I have some quirky reading habits. Such as, I read almost exclusively books about food. Yes, this includes cookbooks, which I love to read cover to cover. My favorites, however, are nonfiction accounts of other's adventures in food. I'm not really even sure if this genre has a name, but there is definitely a section in most book stores where you can read about someone's food eating or meal preparing experiences. And if you're ever looking for me in a bookstore this is the section I'll be in, probably taking pictures of the covers of books that I can't afford so that later I can check them out at the library.
One of my favorites in this category of book is "A Year in Provence" by Peter Mayle.
If you have never read a book that is about eating food, this is where I would suggest starting. It's such a happy and vivid account of pure and honest cooking and eating. I mean, the kind of eating where you hunt for the mushrooms before toss them in freshly made pasta, where you buy the radishes from your neighbor before you dip them in butter and salt for lunch, and where you raise a pig for a year so that you can have meat for the year following. I am so fascinated by this way of living and eating because it seems like a fantasy, something ideal that is just slightly out of reach.

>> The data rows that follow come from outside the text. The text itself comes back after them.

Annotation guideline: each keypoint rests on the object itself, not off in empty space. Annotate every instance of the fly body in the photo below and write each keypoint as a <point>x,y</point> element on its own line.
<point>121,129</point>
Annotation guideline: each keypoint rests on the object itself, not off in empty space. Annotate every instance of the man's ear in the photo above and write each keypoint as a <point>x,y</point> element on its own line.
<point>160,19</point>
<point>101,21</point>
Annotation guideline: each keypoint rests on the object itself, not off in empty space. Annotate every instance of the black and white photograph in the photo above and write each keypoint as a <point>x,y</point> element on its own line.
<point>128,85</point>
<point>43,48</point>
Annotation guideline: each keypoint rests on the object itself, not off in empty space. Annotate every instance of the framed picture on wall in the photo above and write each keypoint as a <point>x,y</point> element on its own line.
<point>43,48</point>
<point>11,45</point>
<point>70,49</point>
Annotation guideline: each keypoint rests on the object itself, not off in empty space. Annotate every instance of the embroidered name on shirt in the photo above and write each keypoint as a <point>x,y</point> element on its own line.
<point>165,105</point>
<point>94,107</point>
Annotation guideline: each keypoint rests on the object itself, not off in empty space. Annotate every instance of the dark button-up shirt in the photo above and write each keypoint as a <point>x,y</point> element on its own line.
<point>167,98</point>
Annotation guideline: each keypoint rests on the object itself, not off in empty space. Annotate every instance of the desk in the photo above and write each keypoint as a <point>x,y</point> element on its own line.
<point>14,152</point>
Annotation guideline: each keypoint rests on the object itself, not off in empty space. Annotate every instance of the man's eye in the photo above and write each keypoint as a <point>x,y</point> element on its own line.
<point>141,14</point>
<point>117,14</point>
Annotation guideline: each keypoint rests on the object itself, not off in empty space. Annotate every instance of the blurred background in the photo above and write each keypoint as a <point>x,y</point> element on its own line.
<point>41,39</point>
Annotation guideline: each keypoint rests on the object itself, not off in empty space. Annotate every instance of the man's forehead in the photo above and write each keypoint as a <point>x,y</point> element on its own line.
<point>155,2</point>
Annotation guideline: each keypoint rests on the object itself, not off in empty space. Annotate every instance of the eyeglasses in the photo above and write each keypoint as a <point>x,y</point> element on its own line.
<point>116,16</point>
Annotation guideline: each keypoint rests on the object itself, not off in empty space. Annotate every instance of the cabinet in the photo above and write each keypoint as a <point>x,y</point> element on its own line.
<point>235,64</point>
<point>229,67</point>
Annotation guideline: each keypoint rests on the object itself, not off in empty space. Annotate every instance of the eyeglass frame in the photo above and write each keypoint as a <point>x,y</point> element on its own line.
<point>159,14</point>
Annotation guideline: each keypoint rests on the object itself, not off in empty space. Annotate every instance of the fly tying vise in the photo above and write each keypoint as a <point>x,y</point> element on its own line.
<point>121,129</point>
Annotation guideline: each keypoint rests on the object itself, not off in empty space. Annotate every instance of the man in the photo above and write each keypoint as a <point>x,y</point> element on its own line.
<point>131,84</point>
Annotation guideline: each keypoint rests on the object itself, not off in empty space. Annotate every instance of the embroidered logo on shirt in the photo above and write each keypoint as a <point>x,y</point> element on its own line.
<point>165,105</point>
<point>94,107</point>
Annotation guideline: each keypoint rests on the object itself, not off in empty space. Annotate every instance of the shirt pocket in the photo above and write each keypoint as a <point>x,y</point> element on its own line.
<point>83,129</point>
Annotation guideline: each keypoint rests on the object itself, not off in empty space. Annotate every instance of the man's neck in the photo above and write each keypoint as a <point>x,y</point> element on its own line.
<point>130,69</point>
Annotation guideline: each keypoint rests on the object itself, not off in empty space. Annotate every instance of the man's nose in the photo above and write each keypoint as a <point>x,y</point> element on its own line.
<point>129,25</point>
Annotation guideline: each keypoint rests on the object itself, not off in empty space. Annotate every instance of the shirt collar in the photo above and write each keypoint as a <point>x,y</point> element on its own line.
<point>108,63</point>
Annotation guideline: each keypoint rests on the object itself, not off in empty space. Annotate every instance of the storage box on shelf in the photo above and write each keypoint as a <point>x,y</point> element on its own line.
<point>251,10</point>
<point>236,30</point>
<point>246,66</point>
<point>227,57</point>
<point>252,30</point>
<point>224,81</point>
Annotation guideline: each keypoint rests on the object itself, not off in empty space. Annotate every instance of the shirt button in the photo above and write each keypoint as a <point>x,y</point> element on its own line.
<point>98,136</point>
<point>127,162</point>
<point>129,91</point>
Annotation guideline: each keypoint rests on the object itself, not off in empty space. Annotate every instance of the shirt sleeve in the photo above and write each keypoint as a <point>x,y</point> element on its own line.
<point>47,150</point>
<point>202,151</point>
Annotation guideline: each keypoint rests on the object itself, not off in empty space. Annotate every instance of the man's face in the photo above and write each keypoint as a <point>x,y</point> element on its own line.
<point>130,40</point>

Some people might like this book because it seems to transport you in time, back to days long past where there were no supermarts or fast food chains. I like this book because it inspires me to be more intentional with my cooking and eating choices. Maybe we can't and shouldn't go back in time to when anything we wanted to eat had to be grown in the backyard (although I'd like to try that someday!), but we can make better choices. We can make choices not based on calorie count or convenience, but instead founded on the feeling of satisfaction and fullness that comes from growing and preparing your own food. I long to know the feeling that comes with eating a meal that I cared for from seed to supper.
If you are into reading about eating like I am, I highly recommend "A Year in Provence" by Peter Mayle, but make sure you have something fresh and homemade to snack on before you get started because you're going to be craving it a few pages in.